Roughly half of Americans own some stocks through a brokerage account or a pension or retirement fund. But for most people, the exposure is too small for market gains to be life-changing or leave them feeling much better about their finances, Wolff said. “They’ll see a small increase in their wealth, but it’s not going to be anything to write home about,” he said.
US stock boom's unequal gains. (Reuters/Howard Schneider)
What’s more, nearly 90 percent of families who own stock do so through a tax-deferred retirement account, meaning they can’t access the money until they reach retirement age, unless they pay a penalty, Wolff said.
So who owns most of the stock market? The majority of corporate equities and mutual fund shares are held by investors who are white, college educated and above the age of 54, according to an analysis from the Center for Household Financial Stability at the Federal Reserve Bank of St. Louis.
The typical middle-class family gets the bulk of its wealth from the housing market. Households in the middle three quintiles of wealth held 61.9 percent of their assets in their principal residence in 2016, according to Wolff’s analysis. That compares to households in the top 1 percent, who held 7.6 percent of their wealth in their homes.
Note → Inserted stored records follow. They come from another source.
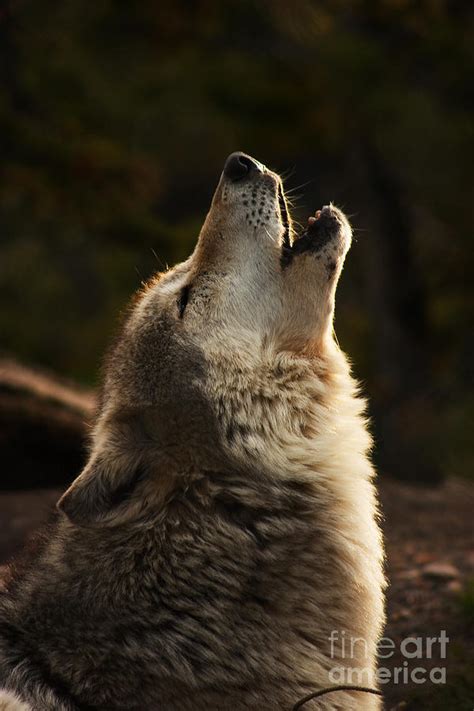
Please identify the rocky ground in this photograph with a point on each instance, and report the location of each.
(428, 533)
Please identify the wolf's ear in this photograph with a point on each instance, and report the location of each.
(104, 492)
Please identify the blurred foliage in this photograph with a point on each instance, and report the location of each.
(116, 118)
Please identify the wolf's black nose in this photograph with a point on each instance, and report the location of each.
(238, 166)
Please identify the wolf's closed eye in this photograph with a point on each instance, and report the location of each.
(183, 299)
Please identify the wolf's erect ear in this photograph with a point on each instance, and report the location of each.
(103, 493)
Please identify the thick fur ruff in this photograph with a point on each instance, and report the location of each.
(223, 535)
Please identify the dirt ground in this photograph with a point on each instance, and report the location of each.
(430, 566)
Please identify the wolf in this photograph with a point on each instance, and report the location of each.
(222, 539)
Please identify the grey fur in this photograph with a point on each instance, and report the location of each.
(225, 522)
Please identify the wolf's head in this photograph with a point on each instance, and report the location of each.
(201, 368)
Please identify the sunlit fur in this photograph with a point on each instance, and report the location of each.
(225, 523)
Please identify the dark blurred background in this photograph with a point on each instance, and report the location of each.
(116, 118)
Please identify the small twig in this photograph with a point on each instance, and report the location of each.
(315, 694)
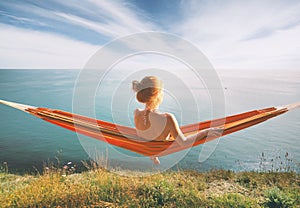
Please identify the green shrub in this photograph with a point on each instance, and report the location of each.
(234, 200)
(278, 199)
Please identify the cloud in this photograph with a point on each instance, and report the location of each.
(47, 35)
(239, 34)
(23, 48)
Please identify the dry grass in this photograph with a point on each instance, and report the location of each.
(100, 188)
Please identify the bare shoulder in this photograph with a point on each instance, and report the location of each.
(137, 111)
(170, 117)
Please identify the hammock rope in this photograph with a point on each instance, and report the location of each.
(127, 138)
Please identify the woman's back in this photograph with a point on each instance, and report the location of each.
(151, 125)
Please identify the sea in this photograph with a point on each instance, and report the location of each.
(29, 144)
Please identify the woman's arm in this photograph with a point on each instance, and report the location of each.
(176, 132)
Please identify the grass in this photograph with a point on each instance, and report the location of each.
(101, 188)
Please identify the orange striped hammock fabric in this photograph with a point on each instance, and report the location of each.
(127, 138)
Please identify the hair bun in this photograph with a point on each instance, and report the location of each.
(136, 85)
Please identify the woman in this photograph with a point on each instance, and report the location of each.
(154, 125)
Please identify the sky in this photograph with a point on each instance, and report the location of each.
(258, 34)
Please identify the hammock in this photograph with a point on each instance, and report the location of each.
(127, 138)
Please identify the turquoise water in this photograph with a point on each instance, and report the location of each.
(27, 142)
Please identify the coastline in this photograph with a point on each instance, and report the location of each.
(98, 187)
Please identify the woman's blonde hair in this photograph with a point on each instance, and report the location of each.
(147, 90)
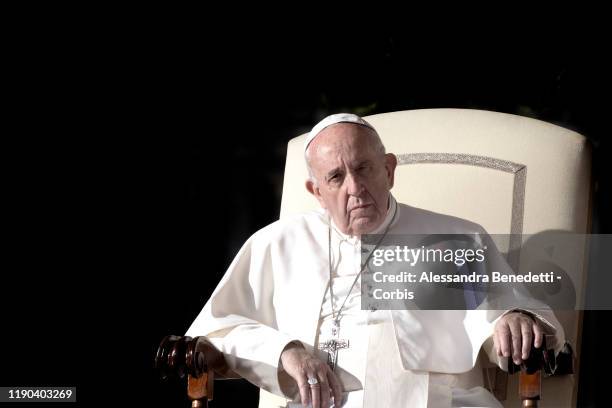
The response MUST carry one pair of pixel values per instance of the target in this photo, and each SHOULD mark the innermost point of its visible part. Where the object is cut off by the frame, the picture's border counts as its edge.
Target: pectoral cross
(331, 347)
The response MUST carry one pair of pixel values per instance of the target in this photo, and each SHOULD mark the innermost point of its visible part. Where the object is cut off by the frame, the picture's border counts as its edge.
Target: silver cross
(331, 347)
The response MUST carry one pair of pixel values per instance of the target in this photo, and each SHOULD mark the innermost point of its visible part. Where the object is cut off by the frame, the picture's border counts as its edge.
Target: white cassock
(275, 292)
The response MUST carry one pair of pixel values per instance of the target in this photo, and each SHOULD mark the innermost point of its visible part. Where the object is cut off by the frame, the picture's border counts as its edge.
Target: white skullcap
(332, 120)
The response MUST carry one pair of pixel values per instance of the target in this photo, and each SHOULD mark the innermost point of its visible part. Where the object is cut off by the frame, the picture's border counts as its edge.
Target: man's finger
(315, 394)
(324, 393)
(526, 337)
(504, 339)
(538, 334)
(335, 387)
(496, 343)
(515, 330)
(304, 391)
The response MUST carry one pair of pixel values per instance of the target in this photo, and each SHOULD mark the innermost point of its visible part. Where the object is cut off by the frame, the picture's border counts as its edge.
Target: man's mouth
(360, 206)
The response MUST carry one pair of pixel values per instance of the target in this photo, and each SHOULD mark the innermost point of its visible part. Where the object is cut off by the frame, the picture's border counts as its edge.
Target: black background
(143, 147)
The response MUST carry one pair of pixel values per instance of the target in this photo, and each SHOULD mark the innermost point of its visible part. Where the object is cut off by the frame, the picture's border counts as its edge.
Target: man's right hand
(301, 366)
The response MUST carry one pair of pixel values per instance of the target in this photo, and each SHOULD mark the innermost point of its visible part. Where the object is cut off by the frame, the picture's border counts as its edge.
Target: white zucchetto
(332, 120)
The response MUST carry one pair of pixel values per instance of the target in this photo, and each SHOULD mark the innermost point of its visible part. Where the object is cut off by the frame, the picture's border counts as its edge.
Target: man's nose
(354, 185)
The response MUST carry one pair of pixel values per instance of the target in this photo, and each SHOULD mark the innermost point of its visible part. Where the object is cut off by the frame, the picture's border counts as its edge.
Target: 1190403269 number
(25, 394)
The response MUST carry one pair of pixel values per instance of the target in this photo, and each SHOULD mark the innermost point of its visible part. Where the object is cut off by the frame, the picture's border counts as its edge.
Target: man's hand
(514, 334)
(301, 366)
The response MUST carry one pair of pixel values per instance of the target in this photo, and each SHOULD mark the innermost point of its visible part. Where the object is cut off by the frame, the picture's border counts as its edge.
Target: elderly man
(287, 314)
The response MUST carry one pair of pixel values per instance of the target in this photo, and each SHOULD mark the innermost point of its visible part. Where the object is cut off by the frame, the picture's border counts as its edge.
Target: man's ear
(314, 190)
(390, 165)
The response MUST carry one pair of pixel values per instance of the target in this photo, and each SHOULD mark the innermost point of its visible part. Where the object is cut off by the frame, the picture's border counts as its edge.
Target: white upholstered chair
(511, 174)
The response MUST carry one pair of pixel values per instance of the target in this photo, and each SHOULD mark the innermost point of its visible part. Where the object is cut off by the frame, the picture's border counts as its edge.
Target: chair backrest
(509, 173)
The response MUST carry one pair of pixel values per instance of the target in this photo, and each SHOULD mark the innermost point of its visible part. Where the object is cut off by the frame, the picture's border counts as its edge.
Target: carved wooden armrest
(541, 360)
(197, 358)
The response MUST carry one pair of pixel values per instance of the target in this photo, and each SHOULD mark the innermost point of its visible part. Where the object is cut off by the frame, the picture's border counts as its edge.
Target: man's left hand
(514, 334)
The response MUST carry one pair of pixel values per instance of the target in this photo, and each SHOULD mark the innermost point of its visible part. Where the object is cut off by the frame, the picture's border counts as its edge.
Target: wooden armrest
(197, 358)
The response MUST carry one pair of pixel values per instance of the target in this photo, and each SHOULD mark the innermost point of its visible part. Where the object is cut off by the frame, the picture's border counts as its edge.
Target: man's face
(353, 178)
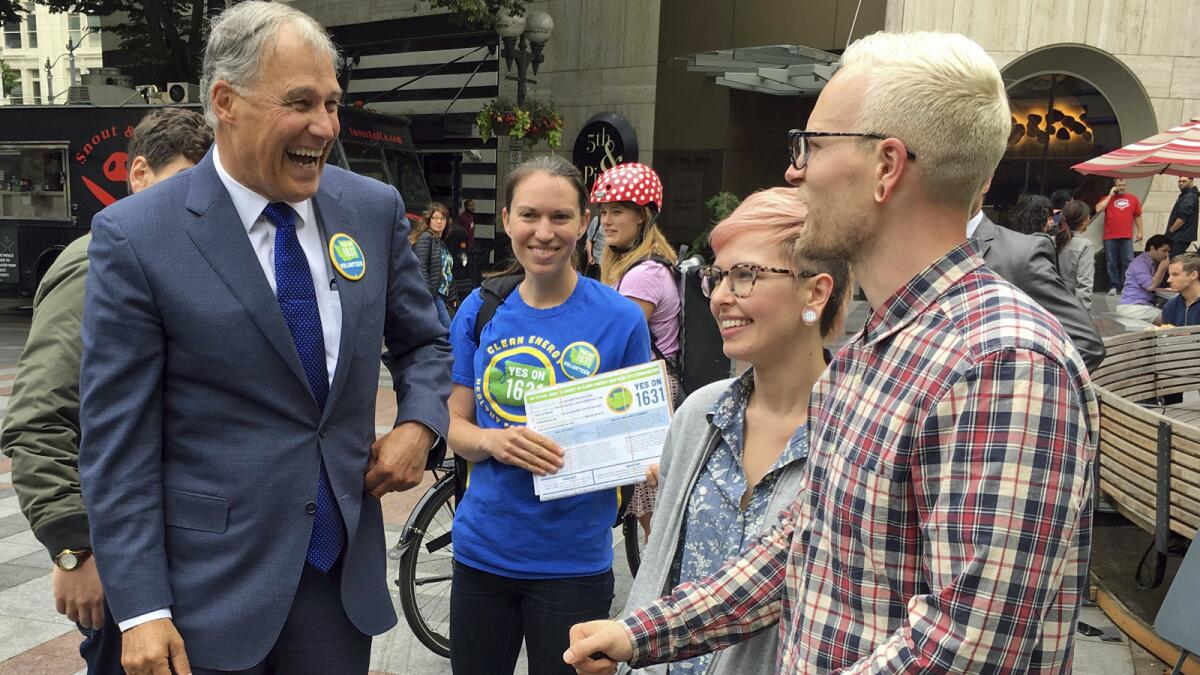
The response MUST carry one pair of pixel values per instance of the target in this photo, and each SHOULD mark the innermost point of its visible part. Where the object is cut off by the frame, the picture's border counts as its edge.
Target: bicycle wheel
(426, 568)
(633, 535)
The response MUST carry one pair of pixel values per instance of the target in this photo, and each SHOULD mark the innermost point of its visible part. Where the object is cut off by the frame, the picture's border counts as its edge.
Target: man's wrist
(165, 613)
(67, 532)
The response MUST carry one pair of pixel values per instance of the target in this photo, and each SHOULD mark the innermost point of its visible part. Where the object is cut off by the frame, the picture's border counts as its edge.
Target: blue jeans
(491, 615)
(443, 312)
(1117, 255)
(101, 649)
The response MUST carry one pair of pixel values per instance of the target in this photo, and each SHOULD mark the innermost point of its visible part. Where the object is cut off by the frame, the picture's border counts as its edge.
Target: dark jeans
(1117, 256)
(101, 647)
(490, 615)
(443, 312)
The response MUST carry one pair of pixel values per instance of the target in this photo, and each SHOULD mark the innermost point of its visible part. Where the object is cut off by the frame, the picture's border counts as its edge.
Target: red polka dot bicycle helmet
(630, 181)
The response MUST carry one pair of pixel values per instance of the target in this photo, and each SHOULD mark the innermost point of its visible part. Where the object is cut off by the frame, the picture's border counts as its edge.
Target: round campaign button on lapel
(347, 256)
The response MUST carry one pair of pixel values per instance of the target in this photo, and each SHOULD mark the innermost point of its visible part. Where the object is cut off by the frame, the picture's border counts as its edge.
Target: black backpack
(701, 353)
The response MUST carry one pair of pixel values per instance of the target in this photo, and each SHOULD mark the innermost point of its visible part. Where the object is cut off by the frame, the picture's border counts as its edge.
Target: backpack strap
(673, 368)
(493, 292)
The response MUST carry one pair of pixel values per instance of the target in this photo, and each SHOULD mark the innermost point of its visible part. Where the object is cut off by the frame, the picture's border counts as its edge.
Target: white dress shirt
(261, 231)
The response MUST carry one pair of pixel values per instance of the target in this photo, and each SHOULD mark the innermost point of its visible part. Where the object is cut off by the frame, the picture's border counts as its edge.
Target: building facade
(1084, 77)
(41, 39)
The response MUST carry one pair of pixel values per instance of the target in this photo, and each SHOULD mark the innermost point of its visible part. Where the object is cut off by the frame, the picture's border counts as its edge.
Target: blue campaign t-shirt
(501, 526)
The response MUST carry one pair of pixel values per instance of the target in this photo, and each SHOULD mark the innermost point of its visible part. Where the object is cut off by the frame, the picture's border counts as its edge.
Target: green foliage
(532, 123)
(10, 77)
(719, 207)
(721, 204)
(480, 13)
(545, 123)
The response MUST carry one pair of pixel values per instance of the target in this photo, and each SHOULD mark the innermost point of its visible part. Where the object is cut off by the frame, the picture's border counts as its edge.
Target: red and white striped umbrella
(1175, 151)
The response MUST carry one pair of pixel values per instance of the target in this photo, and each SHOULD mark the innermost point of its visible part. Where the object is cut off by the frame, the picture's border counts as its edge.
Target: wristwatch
(71, 559)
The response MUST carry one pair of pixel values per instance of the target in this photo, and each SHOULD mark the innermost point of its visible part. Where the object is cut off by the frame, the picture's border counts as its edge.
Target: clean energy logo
(580, 359)
(619, 399)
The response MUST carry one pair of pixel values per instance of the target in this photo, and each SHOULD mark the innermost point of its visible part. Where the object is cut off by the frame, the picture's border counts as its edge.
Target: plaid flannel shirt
(947, 524)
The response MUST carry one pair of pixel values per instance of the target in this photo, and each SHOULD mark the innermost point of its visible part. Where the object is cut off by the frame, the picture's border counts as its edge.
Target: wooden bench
(1150, 454)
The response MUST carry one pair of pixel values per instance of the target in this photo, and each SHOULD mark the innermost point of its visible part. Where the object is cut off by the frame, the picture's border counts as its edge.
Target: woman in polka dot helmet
(639, 262)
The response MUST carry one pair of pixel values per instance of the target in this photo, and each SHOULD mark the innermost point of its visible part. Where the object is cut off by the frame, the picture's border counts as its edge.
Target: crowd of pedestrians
(918, 501)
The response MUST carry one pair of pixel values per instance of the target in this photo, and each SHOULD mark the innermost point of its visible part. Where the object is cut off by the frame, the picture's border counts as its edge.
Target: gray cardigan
(689, 443)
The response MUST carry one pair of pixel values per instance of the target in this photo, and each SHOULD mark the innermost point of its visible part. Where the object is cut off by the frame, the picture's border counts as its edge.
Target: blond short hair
(1191, 263)
(942, 95)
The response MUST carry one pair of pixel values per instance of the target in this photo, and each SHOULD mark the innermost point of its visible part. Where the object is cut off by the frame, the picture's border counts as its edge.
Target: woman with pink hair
(736, 451)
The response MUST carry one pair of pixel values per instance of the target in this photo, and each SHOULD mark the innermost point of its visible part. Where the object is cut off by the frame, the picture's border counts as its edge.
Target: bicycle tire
(433, 631)
(629, 529)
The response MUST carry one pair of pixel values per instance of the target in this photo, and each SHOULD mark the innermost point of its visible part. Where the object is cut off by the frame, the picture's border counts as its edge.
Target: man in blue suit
(232, 335)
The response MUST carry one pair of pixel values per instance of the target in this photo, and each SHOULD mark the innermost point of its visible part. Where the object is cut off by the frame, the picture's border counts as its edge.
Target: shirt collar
(250, 204)
(729, 416)
(922, 291)
(732, 402)
(973, 223)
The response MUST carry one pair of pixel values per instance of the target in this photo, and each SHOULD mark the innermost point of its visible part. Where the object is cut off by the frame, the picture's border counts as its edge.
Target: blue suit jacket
(201, 441)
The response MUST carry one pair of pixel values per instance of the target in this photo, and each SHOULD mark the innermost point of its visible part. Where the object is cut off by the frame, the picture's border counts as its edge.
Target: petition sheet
(611, 428)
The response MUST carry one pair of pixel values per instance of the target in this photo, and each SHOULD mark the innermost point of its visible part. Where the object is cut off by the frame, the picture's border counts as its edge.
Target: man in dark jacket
(1029, 262)
(1181, 226)
(41, 430)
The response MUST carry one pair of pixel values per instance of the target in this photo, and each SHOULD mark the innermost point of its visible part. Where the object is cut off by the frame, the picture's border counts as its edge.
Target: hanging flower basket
(501, 117)
(545, 125)
(533, 123)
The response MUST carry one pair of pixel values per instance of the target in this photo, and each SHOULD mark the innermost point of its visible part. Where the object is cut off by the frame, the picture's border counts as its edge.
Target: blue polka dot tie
(298, 302)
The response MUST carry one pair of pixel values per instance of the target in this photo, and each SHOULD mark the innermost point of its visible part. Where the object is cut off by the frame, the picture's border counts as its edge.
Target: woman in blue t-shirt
(525, 569)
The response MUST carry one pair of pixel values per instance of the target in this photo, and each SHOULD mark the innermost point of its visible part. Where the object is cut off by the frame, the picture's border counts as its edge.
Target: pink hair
(777, 211)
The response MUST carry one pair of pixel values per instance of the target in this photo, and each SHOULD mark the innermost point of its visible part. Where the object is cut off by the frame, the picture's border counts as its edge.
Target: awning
(780, 70)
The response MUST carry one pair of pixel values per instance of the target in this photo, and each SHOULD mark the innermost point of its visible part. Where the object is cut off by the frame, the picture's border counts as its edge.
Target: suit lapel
(222, 240)
(336, 216)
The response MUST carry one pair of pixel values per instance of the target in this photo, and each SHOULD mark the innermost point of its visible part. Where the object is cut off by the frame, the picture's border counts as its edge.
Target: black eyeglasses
(798, 143)
(742, 278)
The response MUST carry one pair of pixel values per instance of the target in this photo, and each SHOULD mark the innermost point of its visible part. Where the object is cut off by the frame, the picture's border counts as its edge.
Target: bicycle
(426, 560)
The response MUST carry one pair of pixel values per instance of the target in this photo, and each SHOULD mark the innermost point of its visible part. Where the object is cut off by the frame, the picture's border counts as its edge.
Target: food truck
(61, 165)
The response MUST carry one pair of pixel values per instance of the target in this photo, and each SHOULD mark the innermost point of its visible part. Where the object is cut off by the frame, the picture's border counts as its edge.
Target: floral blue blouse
(717, 527)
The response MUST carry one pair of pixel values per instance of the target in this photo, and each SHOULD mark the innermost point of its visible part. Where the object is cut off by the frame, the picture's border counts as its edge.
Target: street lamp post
(525, 39)
(71, 70)
(71, 48)
(49, 77)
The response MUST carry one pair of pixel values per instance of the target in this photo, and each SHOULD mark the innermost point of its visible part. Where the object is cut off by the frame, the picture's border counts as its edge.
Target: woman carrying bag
(437, 264)
(639, 263)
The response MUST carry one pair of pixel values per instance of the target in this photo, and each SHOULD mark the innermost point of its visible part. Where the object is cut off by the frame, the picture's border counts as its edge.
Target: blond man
(945, 524)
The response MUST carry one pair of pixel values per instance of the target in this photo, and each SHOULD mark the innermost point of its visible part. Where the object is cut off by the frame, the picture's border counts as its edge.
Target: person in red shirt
(1122, 227)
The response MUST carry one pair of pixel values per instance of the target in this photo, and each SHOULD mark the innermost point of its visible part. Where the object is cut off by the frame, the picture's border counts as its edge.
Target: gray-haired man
(231, 363)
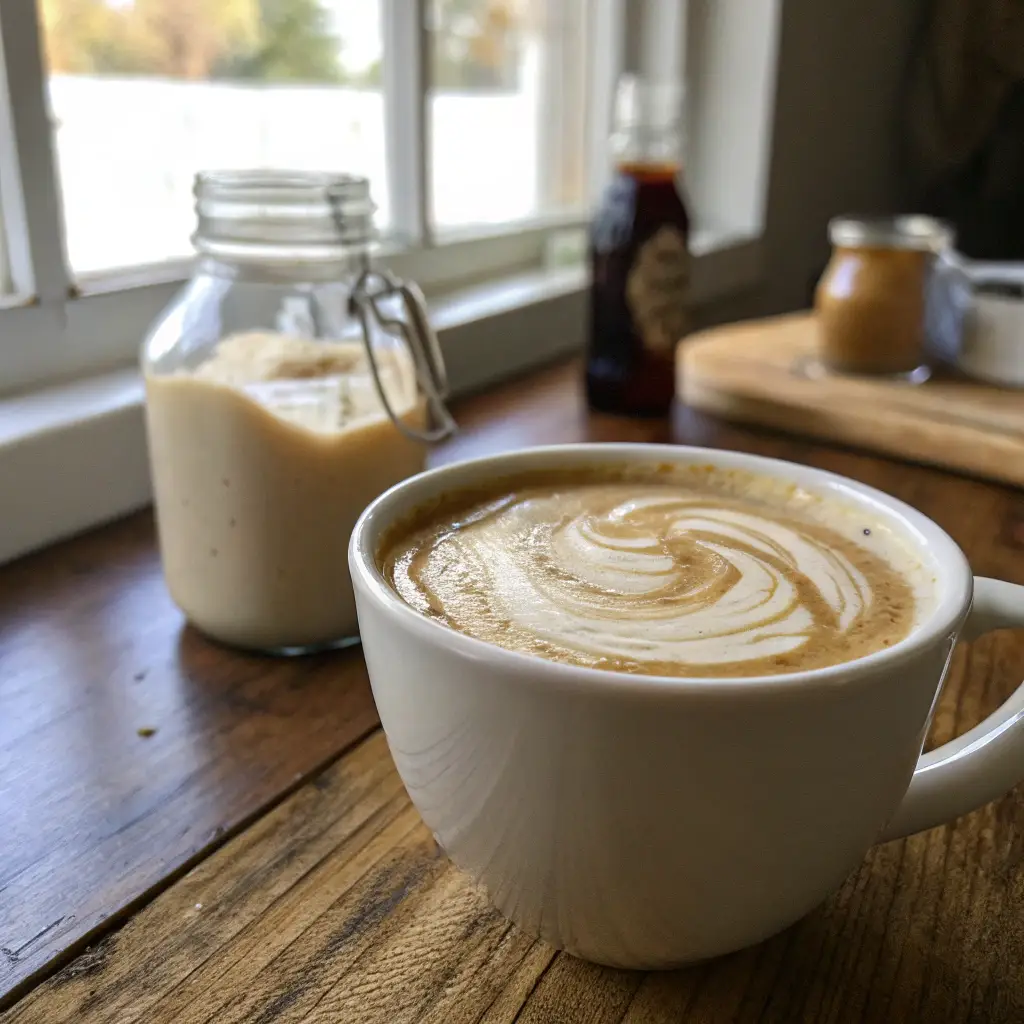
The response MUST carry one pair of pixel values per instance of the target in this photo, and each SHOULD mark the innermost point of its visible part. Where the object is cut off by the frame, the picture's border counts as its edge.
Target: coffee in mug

Because most consumers accumulate the majority of their wealth through their homes, a rise in property values can provide a more substantial boost to household wealth than a stock market rally, said William Emmons, lead economist at the St. Louis Fed’s Center for Household Financial Stability.
Still, the recent revival in the housing market, spurred in part by the Federal Reserve’s interest rate cuts, is not helping all Americans equally. Rising property values benefit homeowners but make it harder for aspiring home buyers to break into the market, said Eugene Steuerle, co-founder of the Tax Policy Center, a joint venture between the Urban Institute and the Brookings Institution.
And some people who bought homes immediately before the recession hit may still be trying to recover their losses, Steuerle said. Their wealth may have been wiped out by foreclosure, meaning they then struggled to qualify for a new mortgage during the recovery, he said.
That’s in sharp contrast to well-off investors, whose overall wealth surged after the crisis thanks to strong returns on stocks, property and other investments. Some 72 percent of wealth accumulated between the third quarter of 2009 and the third quarter of 2019 went to the richest 10 percent of households, according to an analysis by Oxford Economics. Over that same time period, the poorest 50 percent of households reaped only 2 percent of wealth gains.
“There are a lot of families that have not yet recovered from the financial crisis,” Emmons said.
Some more evidence that the recent stock market boom is not making everyone feel richer: There has been little evidence of the “wealth effect,” which says that people tend to spend more when stock markets are up, said Lydia Boussour, a senior economist for Oxford Economics.
Since the recession, people have mostly continued to increase their savings even as the stock market rose. “Consumers are a lot more cautious,” she said.